Sieben Schwestern

                          Ich gehe die Straße runter. Da hat Klaus gewohnt. Seine Eltern hatten die Kneipe. Sie wohnten drüber. Ich mochte ihn.
                          Wir saßen in der Schule nebeneinander. Die Kneipe im Erdgeschoss eines dieser Backsteinhäuser, die unserem Viertel die
                          Farbe verliehen. Ich trete ein, setze mich auf einen Stuhl und warte auf  ihn. Der leere Blick des Tresenwirtes wird
                          vom Klang des Spielautomaten zu mir getragen. Er hebt fragend den Kopf.. Links eine gebeugte Gestalt.
                          Ich rufe: 'Des Geistes Kraft erschuf vor langer Zeit den Freund den ich so nennen will,  Klaus ist sein Name. Ist er des
                          Guten Vater?'  Der Wirt: 'Der den du suchst weilt oben. Die hintern Stufen nimm und warte nicht auf ein ‚Herein’, das schenkt
                          er einer andren Welt.’Er nimmt ein neues Glas und trocknet es. Der Gebeugte bewegt sich.
                          Ich nicke dankend und gehe nach hinten. Feuchter Putz und knarrende Dielen, von der Decke tropft es, hinauf durch das
                          Treppenhaus in den ersten Stock. Eine Türe steht offen.
                          Er sitzt auf der Kante seines Bettes und raucht. Sein Blick ist glasig, müde liegt sein Kopf nach vorn gebeugt.
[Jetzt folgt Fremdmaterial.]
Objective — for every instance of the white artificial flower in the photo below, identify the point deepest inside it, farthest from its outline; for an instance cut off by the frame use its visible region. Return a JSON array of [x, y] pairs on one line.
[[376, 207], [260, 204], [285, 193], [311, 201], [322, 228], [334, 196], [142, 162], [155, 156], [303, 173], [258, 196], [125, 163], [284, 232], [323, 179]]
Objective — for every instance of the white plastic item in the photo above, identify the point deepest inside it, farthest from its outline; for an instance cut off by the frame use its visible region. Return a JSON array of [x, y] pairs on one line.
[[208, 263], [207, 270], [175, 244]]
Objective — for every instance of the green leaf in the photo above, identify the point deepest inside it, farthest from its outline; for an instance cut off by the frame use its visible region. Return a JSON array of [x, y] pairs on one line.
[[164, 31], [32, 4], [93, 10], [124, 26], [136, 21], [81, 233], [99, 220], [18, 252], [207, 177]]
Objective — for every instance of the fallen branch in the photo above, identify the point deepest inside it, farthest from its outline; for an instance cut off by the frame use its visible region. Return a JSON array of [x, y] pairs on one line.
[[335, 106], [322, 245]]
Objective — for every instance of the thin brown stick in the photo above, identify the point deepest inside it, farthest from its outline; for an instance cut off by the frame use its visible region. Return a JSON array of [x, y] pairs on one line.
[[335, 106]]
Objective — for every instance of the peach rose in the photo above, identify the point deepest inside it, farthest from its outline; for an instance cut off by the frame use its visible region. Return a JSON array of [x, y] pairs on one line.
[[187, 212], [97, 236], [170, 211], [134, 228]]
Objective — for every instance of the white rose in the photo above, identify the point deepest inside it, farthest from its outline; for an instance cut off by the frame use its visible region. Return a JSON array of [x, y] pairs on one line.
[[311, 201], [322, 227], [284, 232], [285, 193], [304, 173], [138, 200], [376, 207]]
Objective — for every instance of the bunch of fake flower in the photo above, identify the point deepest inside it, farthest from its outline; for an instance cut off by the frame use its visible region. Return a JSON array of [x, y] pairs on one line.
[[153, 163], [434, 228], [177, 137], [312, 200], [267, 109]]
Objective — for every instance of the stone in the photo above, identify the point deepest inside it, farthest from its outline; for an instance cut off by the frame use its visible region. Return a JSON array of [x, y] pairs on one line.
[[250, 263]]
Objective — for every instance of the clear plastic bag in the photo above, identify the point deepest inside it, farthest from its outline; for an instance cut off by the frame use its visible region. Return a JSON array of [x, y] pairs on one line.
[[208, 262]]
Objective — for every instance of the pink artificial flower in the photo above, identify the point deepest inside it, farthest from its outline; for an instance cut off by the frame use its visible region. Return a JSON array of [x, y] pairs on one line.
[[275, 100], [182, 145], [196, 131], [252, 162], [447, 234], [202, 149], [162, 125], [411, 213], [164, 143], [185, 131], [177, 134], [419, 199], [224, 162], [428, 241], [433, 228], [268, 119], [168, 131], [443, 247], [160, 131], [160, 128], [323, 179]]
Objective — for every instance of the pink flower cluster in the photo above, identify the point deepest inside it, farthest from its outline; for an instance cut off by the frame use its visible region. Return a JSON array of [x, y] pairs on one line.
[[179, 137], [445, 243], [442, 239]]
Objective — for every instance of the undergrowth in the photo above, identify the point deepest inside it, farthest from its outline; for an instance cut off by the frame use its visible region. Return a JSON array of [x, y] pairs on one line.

Er nickt.
                          ‚Sie holen mich nachts.
                          Ich merke es morgens, wenn ich völlig gerädert erwache. Manchmal bleiben diese kleinen Schürfwunden zurück, unscheinbar
                          am Handgelenk oder am Unterschenkel. Zeichen einer Schlacht. Die Galaxien, in die wir geschickt werden, unterscheiden sich
                          mit unter extrem. Es gibt heiße Galaxien, deren Sonnensysteme mit irrsinniger Geschwindigkeit rotieren, dort gibt es meist
                          Probleme.’
                           Ich setze mich auf den einzigen Stuhl.
                          ‚Was tut ihr?’
                          ‚Wir suchen die sieben Schwestern.’
                          ‚Wer sind die sieben Schwestern?’
                          ‚Sie sind verteilt über sieben Galaxien.’
                          ‚Was wollt ihr von Ihnen.’
                          ‚Wir müssen sie töten.’
                          ‚Warum?’
                          Er schnaupt spöttisch, zieht an seiner Kippe, starrt auf den Boden und murmelt:
                          ‚Des Wortes alter Klang erschüttert die Jahrhunderte, doch greift es noch immer nach der Schwestern Schatten, die es nicht
                          vermag zu halten, die die Sonne nicht vermag zu treffen, die dunkel meines Bruders Antlitz mir verfremden, die jede Kerbe,
                          die das Schicksal schlug begierig füllen und verharren bis des Glückes Strahlen sich im Glanze wiegen.’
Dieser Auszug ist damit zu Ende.